Mais au delà du cyber-harcèlement, cette affaire a relancé le débat de l'homophobie dans les banlieues. Certains, soudainement très sensibles aux droits des personnes LGBT, ont tenté de s'emparer du sujet. "Des réactionnaires y ont vu une nouvelle occasion de stigmatiser, encore une fois les banlieues, en disant que l'homophobie s'y exprimait de manière plus violente qu'ailleurs", raconte Jérémy Faledam à TÊTU. "Mais l'homophobie est partout, dans tous les milieux sociaux." 

La communauté LGBT divisée

Mais cette position n'est pas partagée par tout le monde, même au sein de la communauté LGBT. Interrogé par Atlantico, Mehdi Aifa est président fondateur de l'Amicale des Jeunes du Refuge considère que cet outing forcé est beaucoup plus qu'un "jeu d'ado". "Il s'agit là d'une mise à l'index pour rappeler à tout un quartier que l'homosexualité et par extension les homosexuels n'y ont pas leur place et qu'ils feraient mieux de bien se cacher ou de fuir." 

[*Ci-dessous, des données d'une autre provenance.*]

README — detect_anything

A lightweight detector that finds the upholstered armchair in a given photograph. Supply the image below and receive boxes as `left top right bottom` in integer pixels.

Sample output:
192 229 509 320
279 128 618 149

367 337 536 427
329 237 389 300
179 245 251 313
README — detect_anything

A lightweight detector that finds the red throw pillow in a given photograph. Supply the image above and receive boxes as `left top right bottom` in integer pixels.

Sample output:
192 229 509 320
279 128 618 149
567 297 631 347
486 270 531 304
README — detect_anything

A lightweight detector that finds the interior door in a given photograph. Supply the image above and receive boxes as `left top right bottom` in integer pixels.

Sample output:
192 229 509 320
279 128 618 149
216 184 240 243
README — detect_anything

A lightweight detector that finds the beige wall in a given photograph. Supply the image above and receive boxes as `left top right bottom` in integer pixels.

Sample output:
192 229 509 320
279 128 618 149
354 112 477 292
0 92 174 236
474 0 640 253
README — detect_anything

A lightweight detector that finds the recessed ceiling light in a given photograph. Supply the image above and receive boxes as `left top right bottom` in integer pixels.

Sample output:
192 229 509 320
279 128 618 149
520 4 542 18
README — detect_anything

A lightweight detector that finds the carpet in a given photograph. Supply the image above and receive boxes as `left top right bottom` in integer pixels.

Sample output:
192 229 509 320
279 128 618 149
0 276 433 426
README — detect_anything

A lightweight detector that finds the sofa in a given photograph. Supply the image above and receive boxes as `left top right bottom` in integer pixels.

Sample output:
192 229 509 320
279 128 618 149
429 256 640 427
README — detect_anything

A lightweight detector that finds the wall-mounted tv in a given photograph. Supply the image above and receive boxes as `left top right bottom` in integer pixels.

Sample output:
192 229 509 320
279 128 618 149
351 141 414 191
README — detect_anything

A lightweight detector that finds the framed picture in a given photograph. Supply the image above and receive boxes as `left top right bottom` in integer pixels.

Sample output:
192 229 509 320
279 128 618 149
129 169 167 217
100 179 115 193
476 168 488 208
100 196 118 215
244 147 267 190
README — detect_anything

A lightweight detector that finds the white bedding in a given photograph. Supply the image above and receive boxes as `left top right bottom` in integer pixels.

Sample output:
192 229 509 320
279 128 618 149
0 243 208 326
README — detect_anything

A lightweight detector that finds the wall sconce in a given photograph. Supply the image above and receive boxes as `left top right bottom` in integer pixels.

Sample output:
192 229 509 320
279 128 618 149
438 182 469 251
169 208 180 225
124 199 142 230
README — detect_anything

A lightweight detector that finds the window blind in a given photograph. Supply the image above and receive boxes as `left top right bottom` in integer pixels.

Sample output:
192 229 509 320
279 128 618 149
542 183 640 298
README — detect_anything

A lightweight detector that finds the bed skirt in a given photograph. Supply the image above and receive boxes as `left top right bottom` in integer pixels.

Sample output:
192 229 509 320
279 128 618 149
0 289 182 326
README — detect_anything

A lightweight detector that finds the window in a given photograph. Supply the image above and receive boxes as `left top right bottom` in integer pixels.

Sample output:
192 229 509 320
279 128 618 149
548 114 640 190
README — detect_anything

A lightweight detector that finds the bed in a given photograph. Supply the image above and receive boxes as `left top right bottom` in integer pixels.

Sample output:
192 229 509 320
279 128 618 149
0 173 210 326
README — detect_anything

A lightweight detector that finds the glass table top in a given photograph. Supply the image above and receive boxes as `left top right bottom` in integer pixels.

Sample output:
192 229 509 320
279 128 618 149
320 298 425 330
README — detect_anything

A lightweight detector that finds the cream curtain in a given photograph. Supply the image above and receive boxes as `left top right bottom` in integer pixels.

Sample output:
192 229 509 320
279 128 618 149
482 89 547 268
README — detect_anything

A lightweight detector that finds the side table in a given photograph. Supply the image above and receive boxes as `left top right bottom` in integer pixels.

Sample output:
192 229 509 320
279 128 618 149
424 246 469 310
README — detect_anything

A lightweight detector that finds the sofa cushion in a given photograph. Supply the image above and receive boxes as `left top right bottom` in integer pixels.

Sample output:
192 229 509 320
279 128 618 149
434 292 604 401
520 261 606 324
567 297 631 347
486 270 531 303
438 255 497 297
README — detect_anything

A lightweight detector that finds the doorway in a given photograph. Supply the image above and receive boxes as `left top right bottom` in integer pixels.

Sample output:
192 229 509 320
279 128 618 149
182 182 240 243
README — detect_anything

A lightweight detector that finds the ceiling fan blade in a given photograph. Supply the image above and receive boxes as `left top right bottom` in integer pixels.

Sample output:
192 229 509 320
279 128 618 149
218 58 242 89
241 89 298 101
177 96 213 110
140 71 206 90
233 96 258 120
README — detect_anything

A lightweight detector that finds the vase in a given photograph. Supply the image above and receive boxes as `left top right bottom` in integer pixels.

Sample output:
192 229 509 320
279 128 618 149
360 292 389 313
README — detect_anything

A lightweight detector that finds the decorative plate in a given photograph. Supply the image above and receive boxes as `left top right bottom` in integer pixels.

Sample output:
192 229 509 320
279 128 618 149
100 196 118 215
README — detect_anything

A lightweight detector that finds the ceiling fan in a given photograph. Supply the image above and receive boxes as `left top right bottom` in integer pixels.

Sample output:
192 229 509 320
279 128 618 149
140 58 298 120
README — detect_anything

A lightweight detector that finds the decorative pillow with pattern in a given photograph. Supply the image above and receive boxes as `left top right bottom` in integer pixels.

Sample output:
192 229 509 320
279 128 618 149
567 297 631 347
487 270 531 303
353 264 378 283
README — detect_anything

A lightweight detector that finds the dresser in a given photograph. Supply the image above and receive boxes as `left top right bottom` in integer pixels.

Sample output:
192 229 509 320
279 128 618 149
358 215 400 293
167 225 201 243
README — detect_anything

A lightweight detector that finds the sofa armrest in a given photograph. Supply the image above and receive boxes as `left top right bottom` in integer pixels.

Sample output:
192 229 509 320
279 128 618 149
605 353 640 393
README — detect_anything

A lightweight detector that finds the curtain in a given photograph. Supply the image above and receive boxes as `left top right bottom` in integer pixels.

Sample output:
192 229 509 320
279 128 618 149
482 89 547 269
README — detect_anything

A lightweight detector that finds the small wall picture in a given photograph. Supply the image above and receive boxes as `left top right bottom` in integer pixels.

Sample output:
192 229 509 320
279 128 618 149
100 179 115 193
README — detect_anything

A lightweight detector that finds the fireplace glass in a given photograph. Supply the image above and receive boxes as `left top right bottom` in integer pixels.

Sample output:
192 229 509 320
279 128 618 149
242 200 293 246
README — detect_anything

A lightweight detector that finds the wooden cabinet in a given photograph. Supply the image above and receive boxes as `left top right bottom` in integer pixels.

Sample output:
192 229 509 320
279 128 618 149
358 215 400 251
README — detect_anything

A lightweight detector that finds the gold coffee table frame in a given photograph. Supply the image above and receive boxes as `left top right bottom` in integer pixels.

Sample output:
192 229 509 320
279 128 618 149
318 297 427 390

Si cette interprétation n'engage que son auteur, force est de constater que l'invisibilisation est toujours de mise pour les personnes LGBT en banlieue, comme le révélait une enquête parue dans le numéro 220 de notre magazine. Et les associations ne se sont emparées du sujet que récemment. SOS Homophobie vient de lancer un groupe "Au delà du périph" pour développer des actions "globales" de sensibilisation, de prévention, et assurer davantage de visibilité aux personnes LGBTI dans les zones périurbaines. La Pride de Saint-Denis, lancée pour la première fois cette année, fait aussi partie des initiatives ayant pour but de donner davantage d'espace aux personnes LGBTI en banlieue.